## Answering Data Science Questions

Time for a case study to reinforce all of your learning so far! You'll use all the containers and data types you've learned about to answer several real world questions about a dataset containing information about crime in Chicago. Have fun!

### Reading your data with CSV Reader and Establishing your Data Containers
Let's get started! The exercises in this chapter are intentionally more challenging, to give you a chance to really solidify your knowledge. Don't lose heart if you find yourself stuck; think back to the concepts you've learned in previous chapters and how you can apply them to this crime dataset. Good luck!

Your data file, Chicago crime.csv contains the date (1st column), block where it occurred (2nd column), primary type of the crime (3rd), description of the crime (4th), description of the location (5th), if an arrest was made (6th), was it a domestic case (7th), and city district (8th).

Here, however, you'll focus only 4 columns: The date, type of crime, location, and whether or not the crime resulted in an arrest.

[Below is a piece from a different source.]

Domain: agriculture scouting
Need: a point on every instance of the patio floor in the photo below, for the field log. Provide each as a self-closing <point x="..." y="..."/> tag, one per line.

Your job in this exercise is to use a CSV Reader to load up a list to hold the data you're going to analyze.

In [98]:
# Import the csv module
import csv

# Create the file object: csvfile
csvfile = open('Chicago crime.csv', 'r')

# Create an empty list: crime_data
crime_data = list()

# Loop over a csv reader on the file object
for row in csv.reader(csvfile):

    # Append the date, type of crime, location description, and arrest
    crime_data.append((row[0], row[2], row[4], row[6]))
    
# Remove the first element from crime_data
crime_data.pop(0)

# Print the first 10 records
print(crime_data[:10])

[('5/23/2016 17:35', 'ASSAULT', 'STREET', 'TRUE'), ('3/26/2016 20:20', 'BURGLARY', 'SMALL RETAIL STORE', 'FALSE'), ('4/25/2016 15:05', 'THEFT', 'DEPARTMENT STORE', 'FALSE'), ('4/26/2016 17:30', 'BATTERY', 'SIDEWALK', 'FALSE'), ('6/19/2016 1:15', 'BATTERY', 'SIDEWALK', 'FALSE'), ('5/28/2016 20:00', 'BATTERY', 'GAS STATION', 'TRUE'), ('7/3/2016 15:43', 'THEFT', 'OTHER', 'FALSE'), ('6/11/2016 18:55', 'PUBLIC PEACE VIOLATION', 'STREET', 'FALSE'), ('10/4/2016 10:20', 'BATTERY', 'STREET', 'FALSE'), ('2/14/2017 21:00', 'CRIMINAL DAMAGE', 'PARK PROPERTY', 'FALSE')]


### Find the Months with the Highest Number of Crimes
Using the crime_data list from the prior exercise, you'll answer a common question that arises when dealing with crime data: How many crimes are committed each month?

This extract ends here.